Thanks for good advice Josh. My knives are pretty varied....gyuto in 270, 240 and 210, yanagi in 240, 150 petty etc. I think 21 would be the right size given I hope to use it for 'in hand' work. I tend to think I'll limit it to specialized work, and to be honest the azumagata style appeals to me more from an aesthetic point of view.


----------



## Mucho Bocho (Apr 20, 2012)

I just pulled the trigger on this Kama-Usuba. It will be here Wednesday. Reviews and porn to follow. Seems like an amazing deal for a Blue#2 Steel Kama-Usuba Knife 210mm that is officially Inspected and Hon-Kasumi from Sakai Ichimonji-Kichikuni. What do you guys think? Its being shipped with a 195 Deba in same configuration. Exciting times. 

http://www.ebay.com/itm/230738170649?_trksid=p5197.c0.m619


----------



## Seth (Apr 20, 2012)

I think spine thickness is something to pay attention to. My ginsanko is thick, the Nenohi is much much bigger but still thinner and so the bevel is much more acute. For in hand and delicate work in general you probably want a thin spine. Suisin does most things toward the robust side which is fine for on the board. When I practice rotary peeling (someday I will learn to spell katsawhosey) I go for the thin Nenohi or even a thin yanagi.


----------



## schanop (Apr 21, 2012)

Any progress Namaxy?

@mucho bocho, show us more knife pics when they arrive. A comment on blade straightness would be helpful to others too. Mine in white #2, usuba was great, straight, well finish, edge retention was so so compared with other better usubas that I have.


----------



## schanop (Apr 21, 2012)

And if we are talking about thickness/spine thickness and tapering. This shigfusa usuba spine shot is pretty darn sexy, I think:


----------



## Seth (Apr 21, 2012)

Are you selling that????


----------



## Eamon Burke (Apr 21, 2012)

:ubersexy:


----------



## JKerr (Apr 21, 2012)

I will vouch for the sexy distal taper on the Shig usuba: 






Josh


----------



## Deckhand (Apr 21, 2012)

Wow really nice. Need to add this to my list of wants!
Not very easy to find on my web quick search.


----------



## Seth (Apr 21, 2012)

Apparently you have to go to Australia to get a single bevel nakiri...


----------



## JKerr (Apr 21, 2012)

Yeah, I think I got pretty lucky. I was just browsing the usual sites after work one night and while checking Aframes the two Shigs were added to his listings whilst I was flicking through his categories. At the time I wasn't actually interested in adding another usuba to my kit, but I'd always thought a 24cm usuba would be cool (and they seem to be pretty damn rare) and I'd been eager to try a Shig so it seemed like too good an opportunity to pass up.
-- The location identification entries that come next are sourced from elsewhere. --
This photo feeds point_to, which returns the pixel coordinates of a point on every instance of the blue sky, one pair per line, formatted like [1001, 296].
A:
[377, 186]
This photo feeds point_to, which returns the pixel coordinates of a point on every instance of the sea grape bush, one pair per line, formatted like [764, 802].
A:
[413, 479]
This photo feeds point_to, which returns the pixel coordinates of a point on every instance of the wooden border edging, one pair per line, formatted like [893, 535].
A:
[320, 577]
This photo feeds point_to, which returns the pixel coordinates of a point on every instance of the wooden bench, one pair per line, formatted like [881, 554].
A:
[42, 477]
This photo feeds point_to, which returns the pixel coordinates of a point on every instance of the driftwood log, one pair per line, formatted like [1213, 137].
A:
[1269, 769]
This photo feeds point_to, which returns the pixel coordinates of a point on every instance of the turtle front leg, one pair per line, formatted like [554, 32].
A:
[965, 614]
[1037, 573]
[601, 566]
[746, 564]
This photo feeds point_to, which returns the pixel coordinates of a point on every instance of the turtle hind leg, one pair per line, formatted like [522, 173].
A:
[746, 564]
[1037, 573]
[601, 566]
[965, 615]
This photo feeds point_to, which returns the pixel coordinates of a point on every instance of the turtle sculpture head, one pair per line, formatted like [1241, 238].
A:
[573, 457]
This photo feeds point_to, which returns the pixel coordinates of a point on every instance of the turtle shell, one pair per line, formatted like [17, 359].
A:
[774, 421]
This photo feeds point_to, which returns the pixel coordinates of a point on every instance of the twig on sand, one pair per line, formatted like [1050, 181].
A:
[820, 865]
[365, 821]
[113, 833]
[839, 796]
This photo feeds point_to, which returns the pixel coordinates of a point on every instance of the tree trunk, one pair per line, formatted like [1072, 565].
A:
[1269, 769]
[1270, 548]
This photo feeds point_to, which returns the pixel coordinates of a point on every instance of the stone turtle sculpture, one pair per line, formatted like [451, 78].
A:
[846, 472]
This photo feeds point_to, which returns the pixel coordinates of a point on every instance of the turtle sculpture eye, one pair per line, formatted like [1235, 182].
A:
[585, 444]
Very reasonable pricing too, I've got a bit of a crush on Aframes at the moment, great site.

Cheers,
Josh


----------



## SameGuy (Apr 21, 2012)

Hubba hubba!

Schanop: any possibility you can post similar pics of your other usubas for comparison? That white 2 Ichi-Kichi with which you got lucky has me quite intrigued.


----------



## schanop (Apr 21, 2012)

@seth, no, not setting this baby. It was one of my most recent acquisition.

@sameguy, for illustrative purpose, I've don't a group shot of my single bevel vegetable knives:

bottom to top: Shig kitaeji, Sakai Ichimonji-Kichikuni shironiko, Sakai Takayuki aoniko, Shig kasumi, A-type, and Kanemasa shironiko.
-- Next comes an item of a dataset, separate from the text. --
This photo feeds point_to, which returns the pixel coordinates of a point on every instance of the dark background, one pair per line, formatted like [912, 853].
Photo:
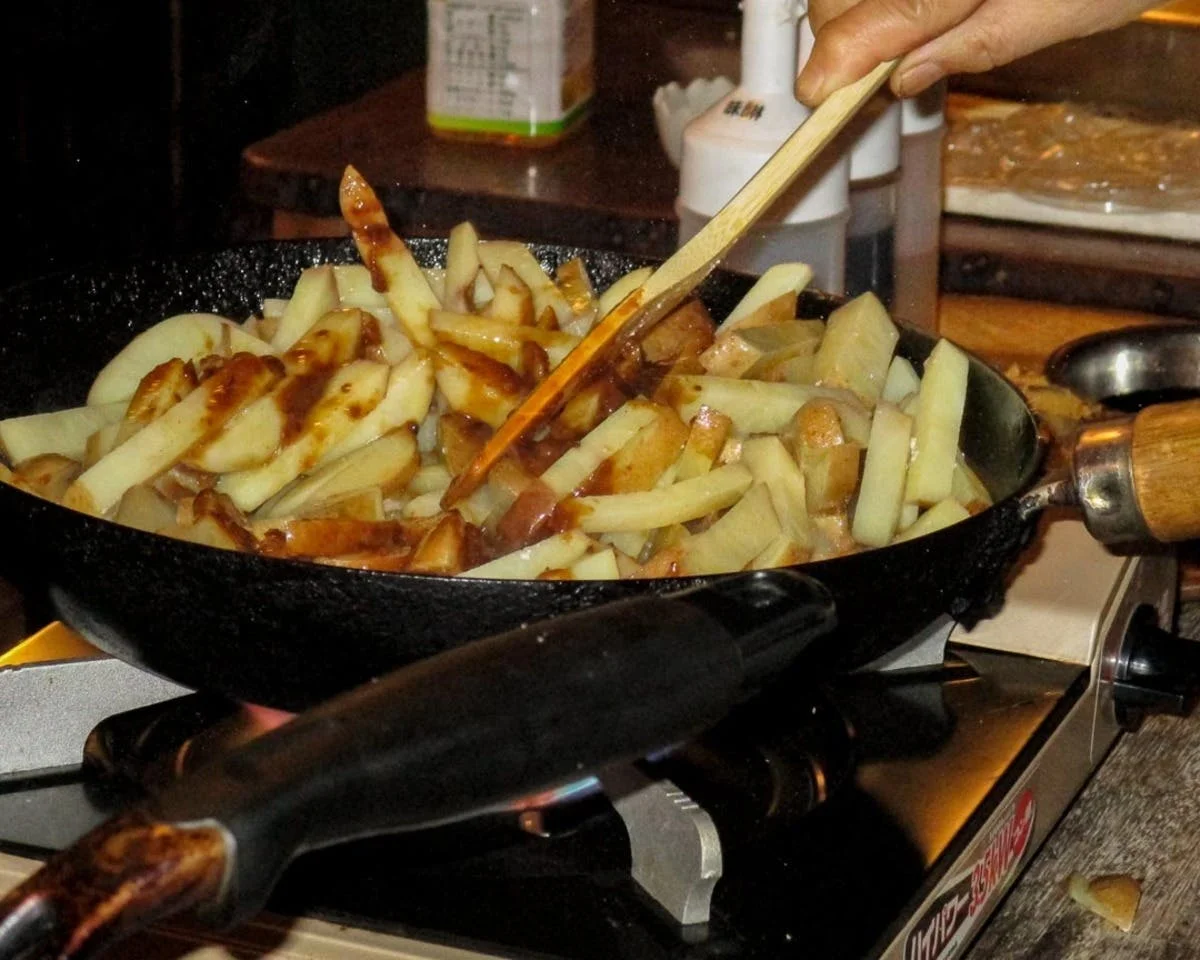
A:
[124, 119]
and a profile shot for comparision.


----------



## Seth (Apr 21, 2012)

Very nice collection!


----------



## Crothcipt (Apr 21, 2012)

:coolsign:wow very nice.


----------



## knyfeknerd (Apr 22, 2012)

If there is such a thing as a knife boner, I definitely just got one. I love chopping vegetables! Yes, seriously. Great collection. You are one lucky man.


----------



## Namaxy (Apr 22, 2012)

schanop said:


> Any progress Namaxy?
> 
> @mucho bocho, show us more knife pics when they arrive. A comment on blade straightness would be helpful to others too. Mine in white #2, usuba was great, straight, well finish, edge retention was so so compared with other better usubas that I have.



Thanks for all the advice and great wisdom in this thread. Progress has been slowed considerably as this is school vacation week, we're in FLA, and there's lots of Patron and Knob Creek :biggrin: I've sent some inquiries to JKI, Aframes and Japan Woodworker - but not heard back yet.

The Shig photos are awesome - thanks for posting them!


----------



## Eamon Burke (Apr 22, 2012)

That's quite an expense you've got there!


----------



## slowtyper (Apr 23, 2012)

I would love to see some videos of those usubas in action.


----------



## Namaxy (Apr 23, 2012)

Anyone have any experience or knowledge of the Kumagoro knives offered at EE?


----------



## Namaxy (Apr 29, 2012)

Thanks for all the advice. I ended up ordering a Shigefusa. Obviously it will be ages before it comes but I have an operation on my shoulder upcoming, so at least part of the wait I won't be able to cook anyway.


----------



## Seth (May 1, 2012)

http://www.nenohi.co.jp/en/index.html

...something to look at while you recover and wait for your shig. Nenohi doesn't get much attention around here and I am not a fan of nenox but the nenohi seems to be a different animal all together. The only other person who ever mentioned these was Salty who has the kiri version of my usuba; hon kasumi which can be seen on Korin. My knife, with ebony handle, is like high end suisin with perfect f&f and has to be ordered with a wait of about six weeks. At $850, this is not a toy but they also have a honyaki version. With any usuba, btw, and especially a big one, you have to take your time sharpening checking the flatness of the cutting edge as it is easy to create an uneven profile. You will have to buy a quartz countertop to check the edge 

The nenohi is about 54 mm in height, 225 on the edge, mirror polish on the table, 306g.


----------